Some researchers are focusing on “certain regions of the mammalian genome [consisting] of short, repeated, noncoding sequences called VNTR’s (Variable Number Terminal Repeat), attempting to identify whether these variations could hold the key to how PTSD could be inherited through chromosomal sequences. One study found a VNTR variant in patients who experienced PTSD. Other studies have looked for associations between gene mutations in the glucocorticoid receptor and PTSD, others have focused serotonin receptors.
There are also arguments about how much ‘nurture’ plays a role in the development of PTSD after a traumatic event. There are questions of whether the physiological changes that have been demonstrated with PTSD are epigenetic or hereditary. Are they a physiological reaction to trauma or a pre-existing genetic mutation that predisposes a person to develop PTSD? Epigenetic studies have explored how much nuture effects development of the ability to regulate stress.
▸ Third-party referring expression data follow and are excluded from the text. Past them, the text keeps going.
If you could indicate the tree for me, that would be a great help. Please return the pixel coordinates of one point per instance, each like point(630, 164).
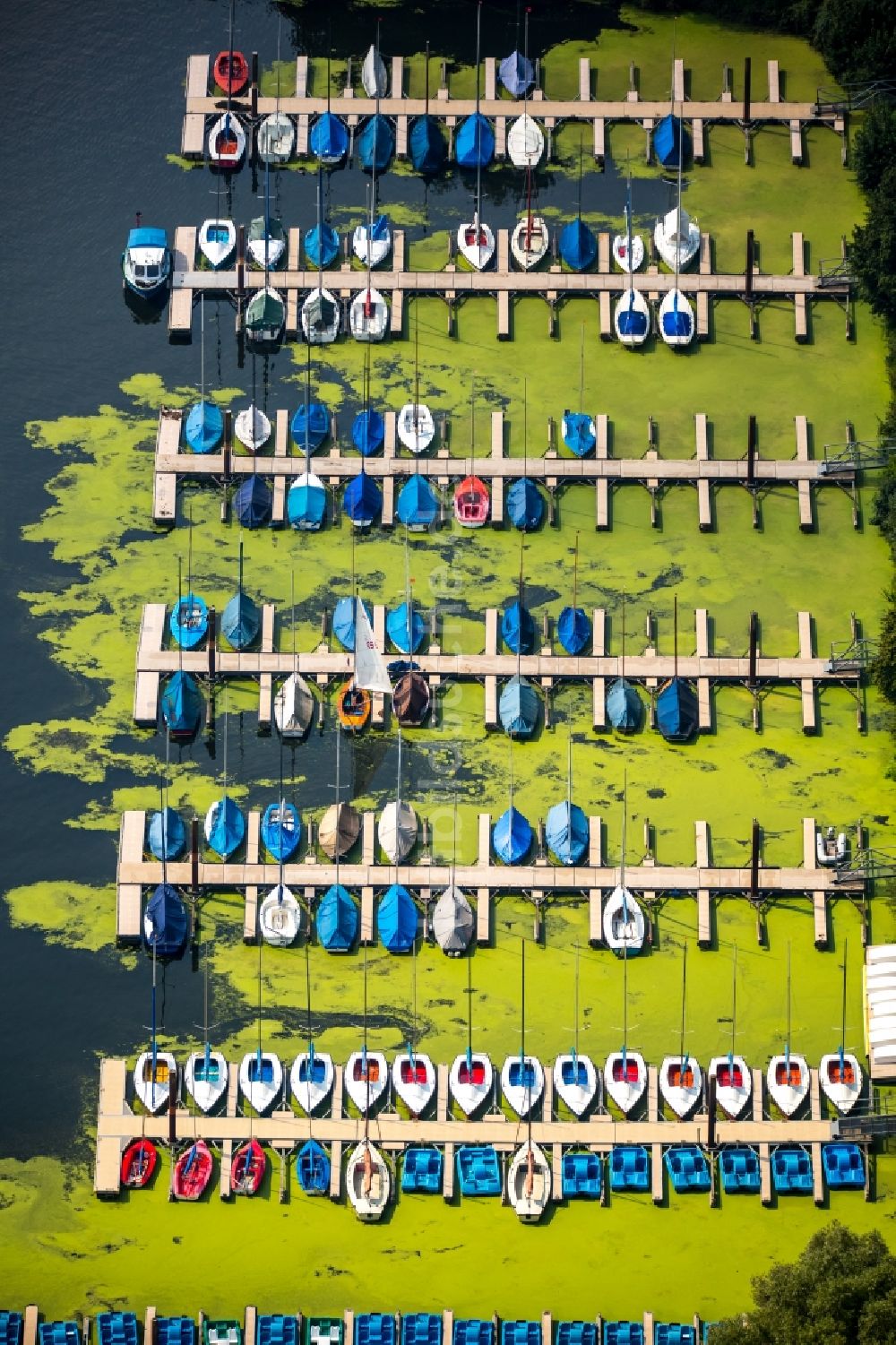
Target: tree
point(841, 1291)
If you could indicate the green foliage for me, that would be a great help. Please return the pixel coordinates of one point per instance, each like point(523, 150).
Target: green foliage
point(841, 1291)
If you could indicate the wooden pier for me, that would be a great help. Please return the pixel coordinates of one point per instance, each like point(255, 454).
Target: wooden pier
point(286, 1130)
point(311, 873)
point(283, 461)
point(354, 107)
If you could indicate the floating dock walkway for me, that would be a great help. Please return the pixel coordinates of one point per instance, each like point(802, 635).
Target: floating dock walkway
point(485, 880)
point(283, 461)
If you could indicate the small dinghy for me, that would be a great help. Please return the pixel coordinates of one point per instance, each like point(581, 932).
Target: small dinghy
point(529, 1183)
point(193, 1172)
point(217, 241)
point(249, 1168)
point(366, 1078)
point(227, 142)
point(415, 1081)
point(260, 1079)
point(139, 1162)
point(311, 1079)
point(367, 1181)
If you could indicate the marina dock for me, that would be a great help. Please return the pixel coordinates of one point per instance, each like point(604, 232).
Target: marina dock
point(281, 461)
point(310, 875)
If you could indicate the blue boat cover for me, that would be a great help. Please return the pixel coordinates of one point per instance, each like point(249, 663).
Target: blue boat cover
point(418, 504)
point(369, 432)
point(362, 501)
point(188, 620)
point(405, 628)
point(306, 504)
point(322, 245)
point(577, 245)
point(573, 630)
point(426, 145)
point(240, 620)
point(182, 703)
point(203, 428)
point(512, 835)
point(167, 834)
point(281, 834)
point(517, 628)
point(375, 142)
point(518, 708)
point(337, 920)
point(166, 921)
point(525, 504)
point(515, 73)
point(670, 142)
point(343, 620)
point(313, 1167)
point(475, 142)
point(228, 827)
point(397, 918)
point(566, 832)
point(329, 137)
point(254, 502)
point(677, 711)
point(579, 434)
point(623, 706)
point(314, 423)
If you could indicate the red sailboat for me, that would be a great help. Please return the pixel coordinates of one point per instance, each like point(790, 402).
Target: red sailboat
point(139, 1162)
point(193, 1172)
point(249, 1167)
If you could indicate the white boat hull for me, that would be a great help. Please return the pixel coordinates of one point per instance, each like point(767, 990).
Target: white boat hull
point(367, 1181)
point(471, 1087)
point(263, 1092)
point(788, 1092)
point(311, 1094)
point(681, 1083)
point(625, 1087)
point(416, 1086)
point(579, 1091)
point(366, 1091)
point(206, 1090)
point(734, 1083)
point(529, 1184)
point(520, 1097)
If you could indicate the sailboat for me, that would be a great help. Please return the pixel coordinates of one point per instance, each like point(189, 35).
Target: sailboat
point(415, 426)
point(631, 317)
point(677, 237)
point(225, 823)
point(426, 142)
point(313, 1073)
point(522, 1082)
point(475, 148)
point(788, 1076)
point(397, 827)
point(574, 1075)
point(204, 1073)
point(471, 1076)
point(677, 708)
point(522, 1078)
point(623, 918)
point(321, 311)
point(840, 1073)
point(734, 1081)
point(366, 1075)
point(623, 703)
point(566, 827)
point(681, 1081)
point(203, 427)
point(525, 137)
point(579, 429)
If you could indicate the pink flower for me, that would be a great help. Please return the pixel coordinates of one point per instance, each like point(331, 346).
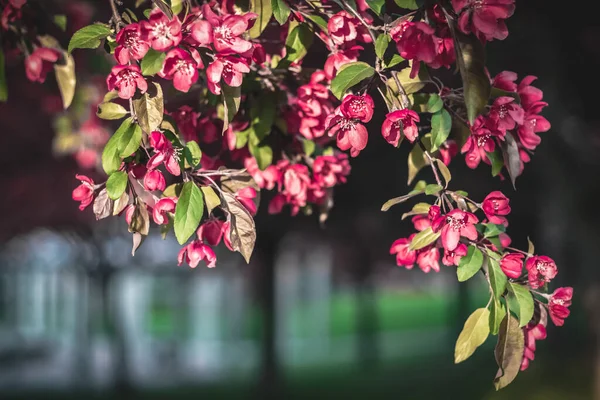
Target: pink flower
point(126, 79)
point(512, 265)
point(154, 180)
point(195, 252)
point(428, 259)
point(131, 46)
point(246, 196)
point(404, 256)
point(541, 270)
point(163, 153)
point(484, 18)
point(84, 193)
point(453, 225)
point(39, 63)
point(358, 107)
point(331, 170)
point(494, 205)
point(211, 231)
point(182, 68)
point(453, 257)
point(162, 208)
point(532, 333)
point(228, 68)
point(161, 32)
point(558, 305)
point(399, 123)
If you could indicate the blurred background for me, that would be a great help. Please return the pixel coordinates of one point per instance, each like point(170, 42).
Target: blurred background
point(318, 312)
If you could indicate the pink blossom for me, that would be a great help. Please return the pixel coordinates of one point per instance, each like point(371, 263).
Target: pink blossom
point(512, 265)
point(162, 208)
point(559, 303)
point(131, 46)
point(541, 270)
point(195, 252)
point(161, 32)
point(39, 63)
point(400, 123)
point(453, 225)
point(126, 79)
point(495, 206)
point(84, 193)
point(484, 18)
point(154, 180)
point(182, 68)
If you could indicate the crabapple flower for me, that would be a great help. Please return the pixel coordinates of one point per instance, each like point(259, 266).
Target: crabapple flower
point(495, 206)
point(160, 32)
point(84, 193)
point(131, 46)
point(181, 67)
point(162, 208)
point(400, 123)
point(195, 252)
point(541, 270)
point(512, 265)
point(39, 63)
point(126, 79)
point(558, 305)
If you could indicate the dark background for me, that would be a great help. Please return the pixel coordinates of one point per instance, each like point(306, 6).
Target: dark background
point(317, 312)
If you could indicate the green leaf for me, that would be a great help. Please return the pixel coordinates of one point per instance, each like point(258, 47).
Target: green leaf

Researchers have shown that environmental influences can cause “permanent alterations in hippocampal glucocorticoid receptor expression and subsequent hypothalamic-pituitary-adrenal axis”. This issue is currently the source of intensive research.
Not all studies are in agreement, however. There are theories of “methylation” and its molecular effects on genes. Hippocampal volume has also been studies; however, it is known to be able to change “as a result of environmental exposure, duration of certain illness, and even the age of the subject:. Also, it has been shown that hippocampal volume changes are not consistently shown in all age groups. While it can be present in younger patients, it is not generally associated with older patients.
Is PTSD genetic or environmental? Could it be both? The studies, while in their infancy, don’t seem to universally come to a singular answer. How do twins both show physiological changes with PTSD, though only one was exposed to trauma? That would be ‘nature’. Yet, how is it that who people can experience the same trauma but only one goes on to develop PTSD? From the things I have read, I am beginning to believe it is both. There has to be some genetic element to cause the physiological changes that have been documented to occur with PTSD. Yet, you cannot discount the influence of ‘nature’. Individuals who experience multiple traumas throughout their lives are more likely to develop PTSD than those whose lives were sheltered from trauma. Having personally experienced multiple traumas, I developed PTSD. Others who deploed with me, who experienced the same elements of combat but did not have the previous lifetime traumas, did not develop PTSD. Yet, for how little I experienced in compareson to other combat veteran, how did I develop PTSD, when others who experienced much worse and emerged apparently unscathed?